St. Francis, on the other hand, addresses all Christians in any state of life. The book in fact began as a series of letters to an ambassador’s wife seeking to grow in holiness in the midst of her daily duties. The letters are turned in chapters that gradually lead the reader, addressed by St. Francis as Philothea, up the steep incline towards holiness. The means he advises are of course nothing new: prayer, reading of Scripture, frequenting the sacraments, self-denial, etc. However, what is new is the Saint’s concrete advice on how to behave in the midst of an alluring world. What is most attractive to me and most Christlike in the saint is his plentiful use of metaphors drawn from nature—animals, flowers, weather, etc.—that recall Our Lord’s use of parables to proclaim the kingdom.
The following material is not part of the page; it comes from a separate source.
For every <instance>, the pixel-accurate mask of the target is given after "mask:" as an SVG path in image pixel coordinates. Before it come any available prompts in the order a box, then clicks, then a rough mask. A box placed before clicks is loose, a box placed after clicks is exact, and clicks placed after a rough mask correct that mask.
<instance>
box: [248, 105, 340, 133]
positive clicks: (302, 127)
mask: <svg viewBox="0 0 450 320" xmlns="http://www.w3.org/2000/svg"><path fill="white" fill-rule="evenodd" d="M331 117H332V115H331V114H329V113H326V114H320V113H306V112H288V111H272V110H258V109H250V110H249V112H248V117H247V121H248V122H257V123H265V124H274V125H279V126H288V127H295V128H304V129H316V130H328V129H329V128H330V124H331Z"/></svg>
We could call the book a preached retreat or a year’s worth of practical spiritual advice from a director to his directee. In any case, the advice is given with love and gentleness and great attractiveness, as you will see when you pick it up for your own spiritual reading.

I would like to emphasize the historical achievement of this book. De Sales’ teachings are an important historical step in the rediscovery of the universal call for holiness that was the principal teaching of the Second Vatican Council. This realization that the layperson too is called to be a saint may take some decades before it is fully understood by Catholics and acted upon, but when that takes place, it may work a revolution in the world as great as that of the anonymous first Christians did in their time.

St. Francis de Sales’ trailblazing attentiveness to the spiritual needs and potential of laypeople was succeeded in later centuries by such great spiritual writers and founders as Bl. John Henry Newman of the Oratory and St. Josemaria Escriva, the founder of Opus Dei who in the decades leading up to the Second Vatican Council coupled the universal call to holiness with the universal call to be apostles and evangelizers in everyday life.